Gressel compared the situation to the escalation of far-right activity, including frequent arson attacks, in the early 1990s following an influx of migrants from the Balkans.

He said he believed that some of von der Leyen’s criticism was valid in that superiors did not appear to have taken sufficient action once the officer’s political views were known. But based on his dealings with the Bundeswehr, he believed the problem did not reflect a broader culture across the German military and was limited to small pockets of extremists, as can be found in other militaries.

“You can see similar things with post-Soviet security forces — whether you go to Russia, to Belarus, or even Ukraine — there are affinities toward Stalinist glorification.”

The Bundeswehr has been struggling to recruit adequate manpower since a policy of compulsory military service was dropped in 2011. Since then, there’s been concern about the profile of people drawn to military service.
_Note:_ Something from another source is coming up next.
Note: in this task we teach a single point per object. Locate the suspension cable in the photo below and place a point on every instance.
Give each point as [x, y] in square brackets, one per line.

Gressel said there were ideological factors that could draw people with far-right political views to the military, which had an ethos of deep patriotism and a strictly authoritarian structure.
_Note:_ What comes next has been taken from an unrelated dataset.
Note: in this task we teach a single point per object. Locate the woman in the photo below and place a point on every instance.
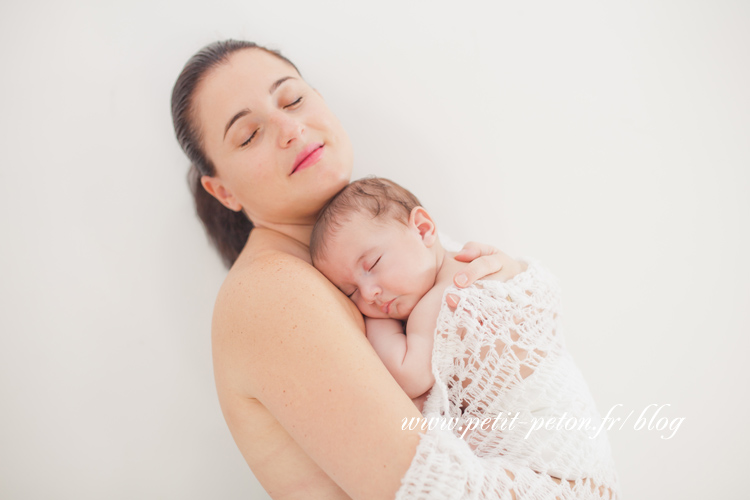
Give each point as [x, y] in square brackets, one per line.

He noted similar concerns about far-right sympathizers among the country’s police force, with police announcing last year they were investigating into their own ranks for members of the Reichsbürger movement ­— a fringe and increasingly violent right-wing movement that rejects the legitimacy of the Federal Republic of Germany and holds that the German Reich continues to exist according to its 1937 borders. German officials are increasingly concerned about the radicalization of the movement following the fatal shooting of a police officer by a Reichsbürger in October.

The Bundeswehr plot comes after last month’s bomb attack targeting the football club Borussia Dortmund’s team bus, which also involved misleading authorities to implicate Islamist terrorists. Police initially suspected an Islamist motive after letters were found at the scene referencing the caliphate, but they later arrested a speculator who they say had hoped to profit from the bombing if it drove down the price of shares in the team.